Effect of temperature on the mechanical behavior of glass fiber reinforced with hollow glass particle-filled epoxy composites

Abstract

The design of marine ships and aircraft components with hollow glass particle-filled fiber-reinforced composites demands an understanding of their performance under outdoor conditions. The continuous glass fiber-reinforced epoxy matrix filled with hollow glass particles in the range of 0–0.3 vol fraction was prepared by the compression molding machine. The influence of temperature exposure on the mechanical behavior of glass fiber-reinforced hollow glass particle composites was studied by conducting tensile and flexural tests. The temperature exposure varying from room temperature up to 60 °C was used to investigate the effect of service temperature on the hollow glass particle-filled fiber composite specimens.

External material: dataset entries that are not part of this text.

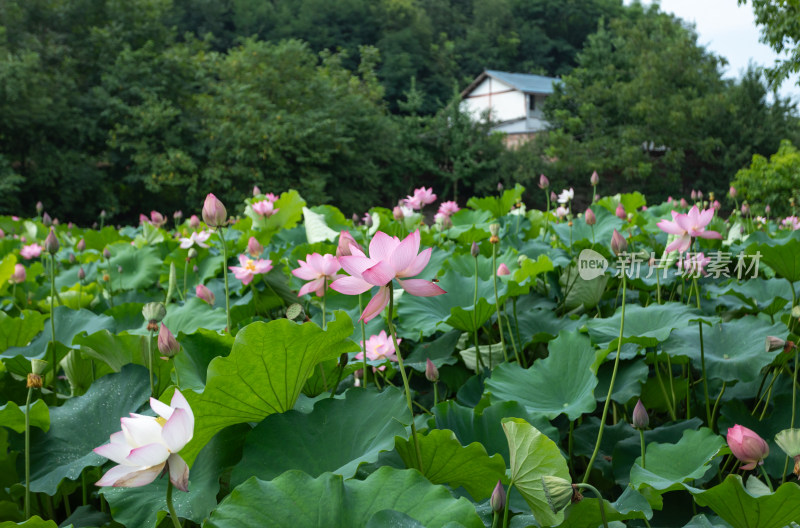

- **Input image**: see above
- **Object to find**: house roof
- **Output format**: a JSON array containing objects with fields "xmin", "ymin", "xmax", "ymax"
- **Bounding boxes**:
[{"xmin": 461, "ymin": 70, "xmax": 559, "ymax": 97}]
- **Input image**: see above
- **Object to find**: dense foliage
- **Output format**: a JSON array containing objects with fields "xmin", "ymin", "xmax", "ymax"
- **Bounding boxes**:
[{"xmin": 2, "ymin": 183, "xmax": 800, "ymax": 527}]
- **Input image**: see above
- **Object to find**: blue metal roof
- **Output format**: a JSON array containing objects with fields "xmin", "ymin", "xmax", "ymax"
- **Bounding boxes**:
[{"xmin": 484, "ymin": 70, "xmax": 558, "ymax": 94}]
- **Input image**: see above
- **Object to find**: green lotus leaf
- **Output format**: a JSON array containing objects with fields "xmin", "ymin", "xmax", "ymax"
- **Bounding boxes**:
[
  {"xmin": 691, "ymin": 475, "xmax": 800, "ymax": 528},
  {"xmin": 230, "ymin": 388, "xmax": 408, "ymax": 486},
  {"xmin": 587, "ymin": 302, "xmax": 702, "ymax": 349},
  {"xmin": 0, "ymin": 400, "xmax": 49, "ymax": 433},
  {"xmin": 107, "ymin": 243, "xmax": 162, "ymax": 290},
  {"xmin": 205, "ymin": 467, "xmax": 483, "ymax": 528}
]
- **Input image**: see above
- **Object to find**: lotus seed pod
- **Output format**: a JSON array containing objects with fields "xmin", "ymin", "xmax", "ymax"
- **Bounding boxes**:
[
  {"xmin": 541, "ymin": 476, "xmax": 574, "ymax": 514},
  {"xmin": 142, "ymin": 302, "xmax": 167, "ymax": 324}
]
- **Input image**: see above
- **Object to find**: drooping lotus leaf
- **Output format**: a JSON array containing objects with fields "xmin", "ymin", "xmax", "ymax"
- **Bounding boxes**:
[
  {"xmin": 691, "ymin": 475, "xmax": 800, "ymax": 528},
  {"xmin": 431, "ymin": 400, "xmax": 560, "ymax": 462},
  {"xmin": 485, "ymin": 331, "xmax": 597, "ymax": 420},
  {"xmin": 748, "ymin": 236, "xmax": 800, "ymax": 283},
  {"xmin": 230, "ymin": 388, "xmax": 408, "ymax": 486},
  {"xmin": 662, "ymin": 317, "xmax": 788, "ymax": 383},
  {"xmin": 559, "ymin": 486, "xmax": 652, "ymax": 527},
  {"xmin": 180, "ymin": 312, "xmax": 359, "ymax": 465},
  {"xmin": 586, "ymin": 302, "xmax": 703, "ymax": 349},
  {"xmin": 501, "ymin": 418, "xmax": 571, "ymax": 527},
  {"xmin": 0, "ymin": 400, "xmax": 49, "ymax": 433},
  {"xmin": 394, "ymin": 428, "xmax": 506, "ymax": 500},
  {"xmin": 28, "ymin": 365, "xmax": 150, "ymax": 495},
  {"xmin": 0, "ymin": 515, "xmax": 59, "ymax": 528},
  {"xmin": 205, "ymin": 467, "xmax": 484, "ymax": 528},
  {"xmin": 629, "ymin": 428, "xmax": 725, "ymax": 492},
  {"xmin": 0, "ymin": 310, "xmax": 46, "ymax": 351},
  {"xmin": 467, "ymin": 184, "xmax": 525, "ymax": 219},
  {"xmin": 107, "ymin": 243, "xmax": 162, "ymax": 290}
]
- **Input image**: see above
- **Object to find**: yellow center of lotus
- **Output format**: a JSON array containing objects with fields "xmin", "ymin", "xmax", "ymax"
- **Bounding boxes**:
[
  {"xmin": 155, "ymin": 416, "xmax": 167, "ymax": 427},
  {"xmin": 244, "ymin": 259, "xmax": 256, "ymax": 271}
]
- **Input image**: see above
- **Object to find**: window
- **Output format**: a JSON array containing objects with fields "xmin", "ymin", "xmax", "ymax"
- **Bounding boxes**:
[{"xmin": 528, "ymin": 94, "xmax": 536, "ymax": 112}]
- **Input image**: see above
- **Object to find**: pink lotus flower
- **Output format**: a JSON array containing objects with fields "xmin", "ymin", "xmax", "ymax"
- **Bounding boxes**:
[
  {"xmin": 727, "ymin": 424, "xmax": 769, "ymax": 470},
  {"xmin": 265, "ymin": 193, "xmax": 278, "ymax": 202},
  {"xmin": 20, "ymin": 243, "xmax": 44, "ymax": 259},
  {"xmin": 497, "ymin": 263, "xmax": 511, "ymax": 276},
  {"xmin": 94, "ymin": 390, "xmax": 194, "ymax": 491},
  {"xmin": 680, "ymin": 198, "xmax": 688, "ymax": 208},
  {"xmin": 354, "ymin": 331, "xmax": 400, "ymax": 379},
  {"xmin": 677, "ymin": 252, "xmax": 712, "ymax": 277},
  {"xmin": 437, "ymin": 201, "xmax": 460, "ymax": 217},
  {"xmin": 337, "ymin": 231, "xmax": 362, "ymax": 258},
  {"xmin": 555, "ymin": 206, "xmax": 569, "ymax": 219},
  {"xmin": 330, "ymin": 230, "xmax": 446, "ymax": 322},
  {"xmin": 179, "ymin": 230, "xmax": 211, "ymax": 249},
  {"xmin": 229, "ymin": 254, "xmax": 273, "ymax": 285},
  {"xmin": 782, "ymin": 216, "xmax": 800, "ymax": 230},
  {"xmin": 656, "ymin": 205, "xmax": 722, "ymax": 254},
  {"xmin": 9, "ymin": 264, "xmax": 25, "ymax": 284},
  {"xmin": 253, "ymin": 199, "xmax": 279, "ymax": 217},
  {"xmin": 196, "ymin": 284, "xmax": 215, "ymax": 305},
  {"xmin": 403, "ymin": 187, "xmax": 437, "ymax": 210},
  {"xmin": 247, "ymin": 236, "xmax": 264, "ymax": 258},
  {"xmin": 291, "ymin": 253, "xmax": 343, "ymax": 297},
  {"xmin": 139, "ymin": 211, "xmax": 167, "ymax": 228}
]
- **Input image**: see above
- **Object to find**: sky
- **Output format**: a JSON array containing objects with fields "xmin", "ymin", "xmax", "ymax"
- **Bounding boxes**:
[{"xmin": 624, "ymin": 0, "xmax": 800, "ymax": 101}]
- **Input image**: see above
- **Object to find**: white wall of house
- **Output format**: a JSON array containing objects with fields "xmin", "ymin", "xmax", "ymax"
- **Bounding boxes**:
[{"xmin": 461, "ymin": 77, "xmax": 527, "ymax": 123}]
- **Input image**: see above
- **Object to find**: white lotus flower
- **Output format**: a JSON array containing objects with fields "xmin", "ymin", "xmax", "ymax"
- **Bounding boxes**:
[
  {"xmin": 557, "ymin": 188, "xmax": 574, "ymax": 204},
  {"xmin": 94, "ymin": 390, "xmax": 194, "ymax": 491}
]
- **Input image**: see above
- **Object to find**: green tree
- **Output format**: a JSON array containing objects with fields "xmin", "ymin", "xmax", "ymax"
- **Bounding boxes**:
[
  {"xmin": 732, "ymin": 139, "xmax": 800, "ymax": 216},
  {"xmin": 739, "ymin": 0, "xmax": 800, "ymax": 86}
]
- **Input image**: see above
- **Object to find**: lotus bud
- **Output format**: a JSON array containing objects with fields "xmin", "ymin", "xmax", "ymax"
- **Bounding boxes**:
[
  {"xmin": 632, "ymin": 399, "xmax": 649, "ymax": 429},
  {"xmin": 100, "ymin": 209, "xmax": 106, "ymax": 219},
  {"xmin": 497, "ymin": 263, "xmax": 511, "ymax": 276},
  {"xmin": 337, "ymin": 231, "xmax": 361, "ymax": 257},
  {"xmin": 585, "ymin": 207, "xmax": 596, "ymax": 226},
  {"xmin": 590, "ymin": 170, "xmax": 599, "ymax": 186},
  {"xmin": 766, "ymin": 336, "xmax": 786, "ymax": 353},
  {"xmin": 691, "ymin": 190, "xmax": 697, "ymax": 201},
  {"xmin": 712, "ymin": 200, "xmax": 721, "ymax": 211},
  {"xmin": 192, "ymin": 264, "xmax": 199, "ymax": 273},
  {"xmin": 202, "ymin": 193, "xmax": 227, "ymax": 227},
  {"xmin": 117, "ymin": 265, "xmax": 123, "ymax": 275},
  {"xmin": 729, "ymin": 186, "xmax": 737, "ymax": 198},
  {"xmin": 158, "ymin": 323, "xmax": 180, "ymax": 358},
  {"xmin": 103, "ymin": 247, "xmax": 111, "ymax": 259},
  {"xmin": 187, "ymin": 248, "xmax": 198, "ymax": 261},
  {"xmin": 698, "ymin": 190, "xmax": 704, "ymax": 201},
  {"xmin": 44, "ymin": 229, "xmax": 59, "ymax": 254},
  {"xmin": 727, "ymin": 424, "xmax": 769, "ymax": 470},
  {"xmin": 247, "ymin": 236, "xmax": 264, "ymax": 258},
  {"xmin": 538, "ymin": 174, "xmax": 550, "ymax": 189},
  {"xmin": 363, "ymin": 213, "xmax": 373, "ymax": 228},
  {"xmin": 490, "ymin": 480, "xmax": 506, "ymax": 513},
  {"xmin": 497, "ymin": 181, "xmax": 504, "ymax": 192},
  {"xmin": 69, "ymin": 253, "xmax": 76, "ymax": 264},
  {"xmin": 253, "ymin": 185, "xmax": 261, "ymax": 196},
  {"xmin": 550, "ymin": 191, "xmax": 557, "ymax": 202},
  {"xmin": 518, "ymin": 254, "xmax": 529, "ymax": 267},
  {"xmin": 196, "ymin": 284, "xmax": 215, "ymax": 306},
  {"xmin": 425, "ymin": 358, "xmax": 439, "ymax": 382},
  {"xmin": 142, "ymin": 302, "xmax": 167, "ymax": 332},
  {"xmin": 189, "ymin": 215, "xmax": 200, "ymax": 229},
  {"xmin": 679, "ymin": 198, "xmax": 688, "ymax": 208},
  {"xmin": 393, "ymin": 206, "xmax": 404, "ymax": 221},
  {"xmin": 76, "ymin": 238, "xmax": 85, "ymax": 252},
  {"xmin": 0, "ymin": 228, "xmax": 3, "ymax": 239},
  {"xmin": 765, "ymin": 205, "xmax": 771, "ymax": 214},
  {"xmin": 78, "ymin": 267, "xmax": 85, "ymax": 281},
  {"xmin": 352, "ymin": 213, "xmax": 360, "ymax": 224},
  {"xmin": 36, "ymin": 201, "xmax": 43, "ymax": 214},
  {"xmin": 741, "ymin": 202, "xmax": 750, "ymax": 215},
  {"xmin": 470, "ymin": 241, "xmax": 479, "ymax": 258},
  {"xmin": 541, "ymin": 476, "xmax": 574, "ymax": 514},
  {"xmin": 611, "ymin": 229, "xmax": 627, "ymax": 256},
  {"xmin": 615, "ymin": 203, "xmax": 626, "ymax": 220},
  {"xmin": 9, "ymin": 264, "xmax": 26, "ymax": 284},
  {"xmin": 173, "ymin": 210, "xmax": 183, "ymax": 221},
  {"xmin": 338, "ymin": 352, "xmax": 349, "ymax": 369}
]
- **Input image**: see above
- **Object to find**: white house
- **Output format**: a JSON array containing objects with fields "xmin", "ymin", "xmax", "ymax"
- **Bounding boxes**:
[{"xmin": 461, "ymin": 70, "xmax": 559, "ymax": 147}]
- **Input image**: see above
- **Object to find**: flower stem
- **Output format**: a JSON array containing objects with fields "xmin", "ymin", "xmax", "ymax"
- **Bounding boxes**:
[
  {"xmin": 49, "ymin": 255, "xmax": 57, "ymax": 388},
  {"xmin": 217, "ymin": 227, "xmax": 232, "ymax": 334},
  {"xmin": 782, "ymin": 346, "xmax": 798, "ymax": 484},
  {"xmin": 321, "ymin": 279, "xmax": 327, "ymax": 331},
  {"xmin": 148, "ymin": 330, "xmax": 155, "ymax": 397},
  {"xmin": 502, "ymin": 482, "xmax": 513, "ymax": 528},
  {"xmin": 358, "ymin": 294, "xmax": 369, "ymax": 389},
  {"xmin": 473, "ymin": 254, "xmax": 485, "ymax": 373},
  {"xmin": 25, "ymin": 386, "xmax": 33, "ymax": 519},
  {"xmin": 165, "ymin": 480, "xmax": 182, "ymax": 528},
  {"xmin": 639, "ymin": 429, "xmax": 646, "ymax": 469},
  {"xmin": 182, "ymin": 259, "xmax": 189, "ymax": 301},
  {"xmin": 433, "ymin": 382, "xmax": 439, "ymax": 407},
  {"xmin": 759, "ymin": 464, "xmax": 774, "ymax": 493},
  {"xmin": 583, "ymin": 273, "xmax": 626, "ymax": 483},
  {"xmin": 575, "ymin": 483, "xmax": 608, "ymax": 528},
  {"xmin": 492, "ymin": 245, "xmax": 508, "ymax": 363},
  {"xmin": 387, "ymin": 282, "xmax": 424, "ymax": 472},
  {"xmin": 693, "ymin": 277, "xmax": 712, "ymax": 427}
]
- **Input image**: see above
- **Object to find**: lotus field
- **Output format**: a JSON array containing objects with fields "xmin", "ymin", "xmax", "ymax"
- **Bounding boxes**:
[{"xmin": 3, "ymin": 181, "xmax": 800, "ymax": 528}]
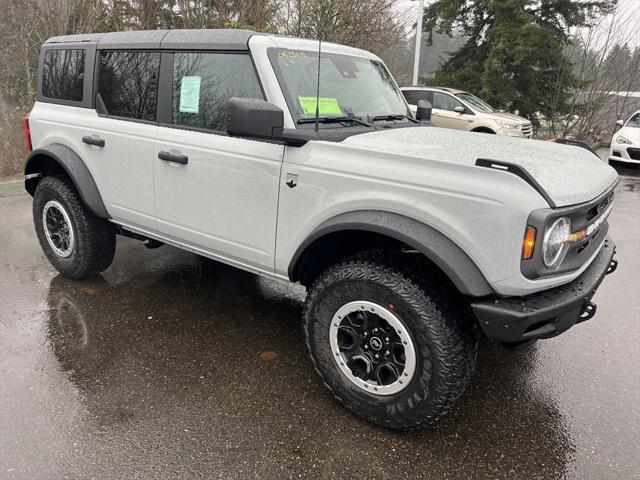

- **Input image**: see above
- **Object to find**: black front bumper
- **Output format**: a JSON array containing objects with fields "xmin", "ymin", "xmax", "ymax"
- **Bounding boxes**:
[{"xmin": 471, "ymin": 238, "xmax": 617, "ymax": 343}]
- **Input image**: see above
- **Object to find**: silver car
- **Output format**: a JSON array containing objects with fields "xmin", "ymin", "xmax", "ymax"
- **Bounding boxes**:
[{"xmin": 402, "ymin": 86, "xmax": 532, "ymax": 138}]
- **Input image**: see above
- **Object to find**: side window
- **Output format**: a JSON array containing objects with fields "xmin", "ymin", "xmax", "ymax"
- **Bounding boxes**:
[
  {"xmin": 432, "ymin": 92, "xmax": 463, "ymax": 112},
  {"xmin": 172, "ymin": 52, "xmax": 263, "ymax": 132},
  {"xmin": 403, "ymin": 90, "xmax": 432, "ymax": 105},
  {"xmin": 42, "ymin": 49, "xmax": 85, "ymax": 101},
  {"xmin": 98, "ymin": 50, "xmax": 160, "ymax": 121},
  {"xmin": 402, "ymin": 90, "xmax": 419, "ymax": 104}
]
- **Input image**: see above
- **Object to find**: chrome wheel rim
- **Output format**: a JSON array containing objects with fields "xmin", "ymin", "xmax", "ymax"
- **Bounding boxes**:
[
  {"xmin": 329, "ymin": 301, "xmax": 416, "ymax": 396},
  {"xmin": 42, "ymin": 200, "xmax": 74, "ymax": 258}
]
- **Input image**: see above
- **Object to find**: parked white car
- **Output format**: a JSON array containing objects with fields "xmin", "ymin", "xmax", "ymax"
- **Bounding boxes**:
[
  {"xmin": 401, "ymin": 87, "xmax": 532, "ymax": 138},
  {"xmin": 609, "ymin": 110, "xmax": 640, "ymax": 164}
]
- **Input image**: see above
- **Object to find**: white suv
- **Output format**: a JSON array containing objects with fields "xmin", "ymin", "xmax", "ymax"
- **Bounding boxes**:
[
  {"xmin": 24, "ymin": 29, "xmax": 618, "ymax": 430},
  {"xmin": 402, "ymin": 86, "xmax": 532, "ymax": 138}
]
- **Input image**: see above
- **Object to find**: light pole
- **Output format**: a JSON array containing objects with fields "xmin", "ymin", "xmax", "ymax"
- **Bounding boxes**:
[{"xmin": 412, "ymin": 0, "xmax": 425, "ymax": 86}]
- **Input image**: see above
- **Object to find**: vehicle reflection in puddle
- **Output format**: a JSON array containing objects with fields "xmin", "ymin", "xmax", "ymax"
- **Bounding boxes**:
[{"xmin": 43, "ymin": 253, "xmax": 574, "ymax": 479}]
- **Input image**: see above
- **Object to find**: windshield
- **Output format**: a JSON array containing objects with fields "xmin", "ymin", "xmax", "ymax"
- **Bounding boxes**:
[
  {"xmin": 455, "ymin": 92, "xmax": 495, "ymax": 113},
  {"xmin": 627, "ymin": 112, "xmax": 640, "ymax": 127},
  {"xmin": 268, "ymin": 48, "xmax": 409, "ymax": 125}
]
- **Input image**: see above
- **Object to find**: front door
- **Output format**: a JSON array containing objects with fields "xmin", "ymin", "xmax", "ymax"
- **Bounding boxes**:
[
  {"xmin": 153, "ymin": 51, "xmax": 284, "ymax": 273},
  {"xmin": 431, "ymin": 92, "xmax": 472, "ymax": 130}
]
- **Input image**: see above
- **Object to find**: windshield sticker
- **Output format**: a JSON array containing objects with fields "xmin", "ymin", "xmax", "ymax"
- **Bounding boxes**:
[
  {"xmin": 278, "ymin": 50, "xmax": 307, "ymax": 59},
  {"xmin": 298, "ymin": 96, "xmax": 342, "ymax": 115},
  {"xmin": 179, "ymin": 76, "xmax": 201, "ymax": 113}
]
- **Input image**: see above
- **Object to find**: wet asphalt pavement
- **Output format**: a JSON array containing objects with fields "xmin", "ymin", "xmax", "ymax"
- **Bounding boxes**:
[{"xmin": 1, "ymin": 170, "xmax": 639, "ymax": 480}]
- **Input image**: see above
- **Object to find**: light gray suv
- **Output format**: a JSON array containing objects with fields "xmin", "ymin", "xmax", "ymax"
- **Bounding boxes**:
[{"xmin": 24, "ymin": 29, "xmax": 619, "ymax": 430}]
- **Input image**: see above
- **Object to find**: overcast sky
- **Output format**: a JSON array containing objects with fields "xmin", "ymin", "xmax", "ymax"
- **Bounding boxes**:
[
  {"xmin": 590, "ymin": 0, "xmax": 640, "ymax": 48},
  {"xmin": 396, "ymin": 0, "xmax": 640, "ymax": 48}
]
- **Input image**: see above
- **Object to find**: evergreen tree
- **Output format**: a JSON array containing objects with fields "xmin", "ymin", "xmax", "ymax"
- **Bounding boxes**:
[{"xmin": 423, "ymin": 0, "xmax": 616, "ymax": 122}]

Differential scanning calorimetry (DSC) analysis was conducted to study the glass transition behavior of the composites. The incorporation of microspheres in the glass fiber composites gradually reduced the tensile and flexural strength, while their specific values increased as increasing the microspheres. The hollow glass particle-filled fiber composites tested at 60 °C exhibited a decrease in tensile and flexural strength compared with room temperature. As the température of the test spécimens was nearer to the glass transition value, the polymer chain was softened, leading to a reduction in strength. In contrast, the modulus values remain unaffected by increasing the temperature to 60 °C.